排水溝から46トンのビーズ、問題の深刻さを浮き彫りに
2018年、ニューオリンズ市の清掃作業員が排水溝の清掃を行った際、落ち葉や泥とともに46トンものマーディグラのビーズが回収された。数十年にわたるカーニバルの歴史で蓄積されたゴミの量と、洪水のリスクが高い同市の排水システムへの影響に、住民や市当局は衝撃を受けた。
「そんな数字を聞けば、もはや後戻りはできません。私たちはもっと良くしなければなりません」
当時の公共事業局長ダニ・ギャロウェイ氏
記録的なゴミ量、過去最高の1,363トンに
しかしそれから約10年が経過した2026年のカーニバル期間中(1月6日から2月17日まで)、市の清掃作業員はパレードルートで1,363トンのゴミを回収した。これは前年から24%増加しており、過去最高の記録となった。このゴミの重さは、741台の自動車に相当する。

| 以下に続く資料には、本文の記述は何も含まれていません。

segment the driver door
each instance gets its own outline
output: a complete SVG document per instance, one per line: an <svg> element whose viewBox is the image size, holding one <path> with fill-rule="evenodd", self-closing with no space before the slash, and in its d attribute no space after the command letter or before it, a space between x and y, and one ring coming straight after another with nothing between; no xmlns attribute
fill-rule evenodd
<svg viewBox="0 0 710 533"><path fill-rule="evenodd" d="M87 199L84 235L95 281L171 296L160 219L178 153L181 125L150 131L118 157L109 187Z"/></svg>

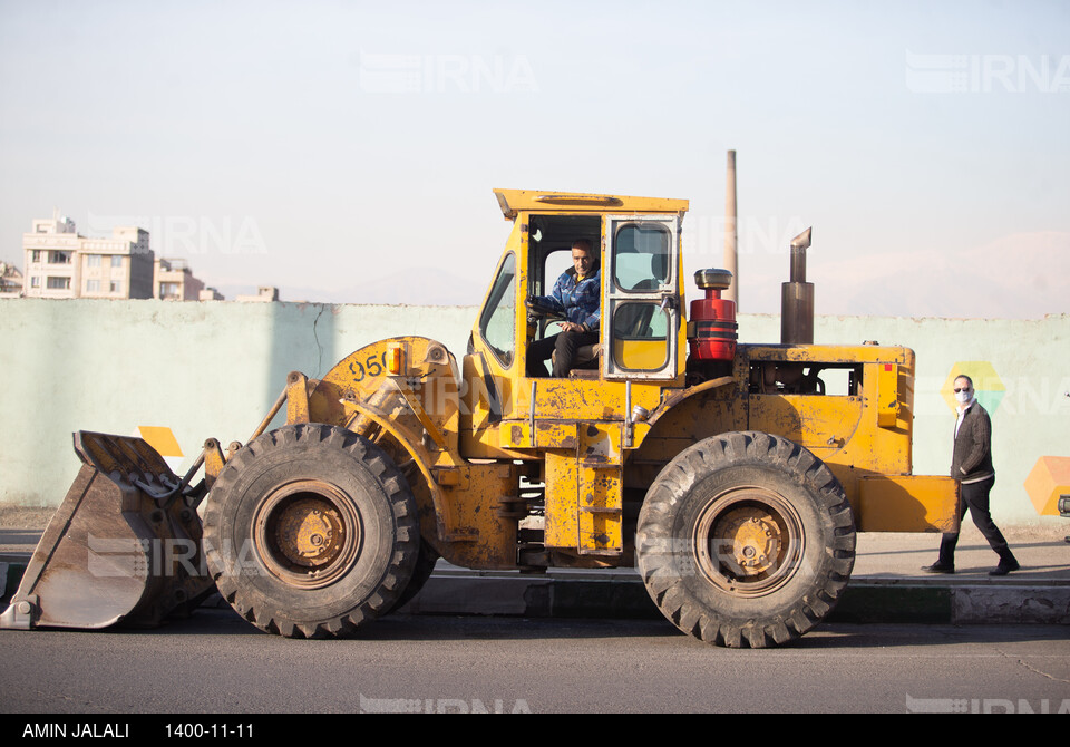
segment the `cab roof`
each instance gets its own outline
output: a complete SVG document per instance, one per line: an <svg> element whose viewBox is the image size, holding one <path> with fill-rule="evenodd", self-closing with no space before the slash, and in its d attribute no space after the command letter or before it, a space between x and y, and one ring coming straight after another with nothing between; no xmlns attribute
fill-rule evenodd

ニューオリンズの基準で言えば、蒸気船ナチェズ1隻分、あるいは100万個のキングケーキの重さに匹敵する量だ。
ゴミ増加の背景にある伝統と課題
マーディグラの伝統行事では、フロートに乗った参加者が観客にビーズのネックレスやおもちゃなどの「投げ物」を配る。これらの多くは安価なプラスチック製品で、有害な鉛などの化学物質を含むものも少なくない。観客が受け取った後すぐに落として踏みつけられ、最終的に清掃作業員によって回収され、埋め立て処分されるのが現状だ。
グラウンドス・クルーの創設者ブレット・デイビス氏は、持続可能なマーディグラを目指す非営利団体を運営しており、次のように指摘する。
「これほどまでにゴミが増加しているのを見ると、ただただ驚くばかりです」
観客増加がゴミ増加の原因か?データはそれを裏付けず
市当局は当初、2026年のカーニバルでは観客が220万人に達し、前年から10%増加したことを理由にゴミの増加を説明していた。市の清掃局長マット・トリ氏は3月の市議会で次のように述べた。
「昨年からの増加は、観客数の増加と直接関連しています。多くの人がカーニバルを楽しんでいたことは、市にとって素晴らしいことです」
しかし、ヴェリテ・ニュースの分析によると、観客数とゴミの量には明確な相関関係が見られないという。過去10年間のデータを振り返ると、観客数の増減にかかわらず、マーディグラのゴミ総量は一貫して増加傾向にある。
例えば、2020年のカーニバルでは観客数が240万人に達したが、ゴミの量は2026年よりも約241トン少なかった。2010年代初頭にはゴミの量は安定していたが、その後徐々に増加し続けている。
持続可能な解決策を模索する動き
こうした状況を受け、市当局や非営利団体はゴミ削減に向けた取り組みを強化している。ビーズのリサイクルや再利用、環境に配慮した投げ物の導入などが検討されているが、伝統とのバランスを取ることが課題となっている。
専門家らは、市民一人一人の意識向上と、より持続可能な習慣の定着が必要だと訴えている。